Wednesday, October 14, 2009
Intel Forecast Tops Estimates as PC Market Rebounds
Intel Forecast Tops Estimates as PC Market Rebounds
Oct. 13 (Bloomberg) -- Intel Corp., the world’s biggest chipmaker, forecast sales and profitability that topped estimates, indicating that computer demand is returning to pre- recession levels. The shares jumped as much as 6.9 percent.
For the fourth quarter, Intel forecast sales of $9.7 billion to $10.5 billion, compared with the $9.5 billion average estimate in a Bloomberg survey. Third-quarter net income dropped to $1.86 billion, or 33 cents a share, the company said today in a statement. Revenue fell 8.1 percent to $9.39 billion.
Today’s numbers were all the more impressive because Intel raised its outlook two months ago, said Patrick Wang, an analyst at Wedbush Morgan Securities in New York. Chief Executive Officer Paul Otellini expects the PC industry to grow this year, defying analysts’ predictions.
“They had a phenomenal quarter once again,” said Wang, who expects the shares to outperform their peers. “They beat expectations on revenue and from a gross-margin standpoint.”
Intel rose as much as $1.41 to $21.90 in extended trading. The shares, up 40 percent this year, closed at $20.49 on the Nasdaq Stock Market.
Net income was down 7.8 percent from $2.01 billion, or 35 cents a share, in the year-earlier period. In August, Intel said that third-quarter sales would be as much as $9.2 billion, compared with an August prediction of up to $8.9 billion.
‘Healthy Sales’
Gross margin, the percentage of sales remaining after the costs of production, was 58 percent in the third quarter. That compared with Intel’s prediction of about 53 percent.
This quarter, the margin will widen to 62 percent, give or take 3 percentage points, the company said. The top end of that range, 65 percent, would be Intel’s highest level of profitability this decade. The previous peak was 63.9 percent in the fourth quarter of 2000, according to Bloomberg data.
“What we saw in the third quarter was healthy sales in the back-to-school season, healthy sales in China, and we saw the worldwide supply chain putting in place what I term is a healthy level of inventory,” Chief Financial Officer Stacy Smith said in an interview. “We saw the market cooperating. We started to see a recovering PC market.”

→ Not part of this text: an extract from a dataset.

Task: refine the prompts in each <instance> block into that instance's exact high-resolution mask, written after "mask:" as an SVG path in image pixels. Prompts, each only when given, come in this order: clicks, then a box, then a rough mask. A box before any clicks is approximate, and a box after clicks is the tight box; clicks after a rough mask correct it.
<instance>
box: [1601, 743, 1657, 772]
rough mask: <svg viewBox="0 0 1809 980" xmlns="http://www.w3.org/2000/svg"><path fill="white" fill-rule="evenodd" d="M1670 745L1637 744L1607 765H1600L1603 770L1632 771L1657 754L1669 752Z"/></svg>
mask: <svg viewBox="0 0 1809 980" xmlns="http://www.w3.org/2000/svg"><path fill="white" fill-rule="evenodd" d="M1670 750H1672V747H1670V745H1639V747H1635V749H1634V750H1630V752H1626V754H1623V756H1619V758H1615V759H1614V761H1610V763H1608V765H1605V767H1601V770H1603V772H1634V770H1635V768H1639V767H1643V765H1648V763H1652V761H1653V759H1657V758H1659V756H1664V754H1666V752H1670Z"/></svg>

Intel’s report kicked off two weeks of earnings by big U.S. technology companies, including International Business Machines Corp., Google Inc. and Microsoft Corp. The use of Intel’s chips in everything from laptops to supercomputers makes its sales a barometer of industry demand.
Surprising Strength
“Everyone has been pretty surprised at the strength of technology throughout the downturn,” said Kim Caughey, an analyst at Pittsburgh-based Fort Pitt Capital Group Inc., which owns about $1 million worth of Intel shares. “Whether or not we’re still in a recession, companies and retailers and customers alike are very careful about where they’re spending their money. Clearly they’re still buying computers and all things electronic.”
Microsoft is introducing a new Windows operating system this month -- an event that typically triggers a surge in PC orders. The question now is how long that boost will last. Orders for PC parts are ebbing, indicating that Intel’s sales may slow again, said Daniel Berenbaum, an analyst at Auriga USA in New York.
PC makers have accumulated inventory, which may curb their demand for Intel’s chips later, he wrote in a report.
Gartner Inc., a research firm in Stamford, Connecticut, expects the PC market to grow in the fourth quarter. For the full year, it predicts a decline in global shipments of 2 percent to 285 million.
China’s stimulus program may be helping the market by giving shoppers money to spend on PCs, said Edwin Mok, an analyst for Needham & Co. in San Francisco. He recommends buying Intel shares, which he doesn’t own.
“The PC has been one of the bright spots this year,” Mok said.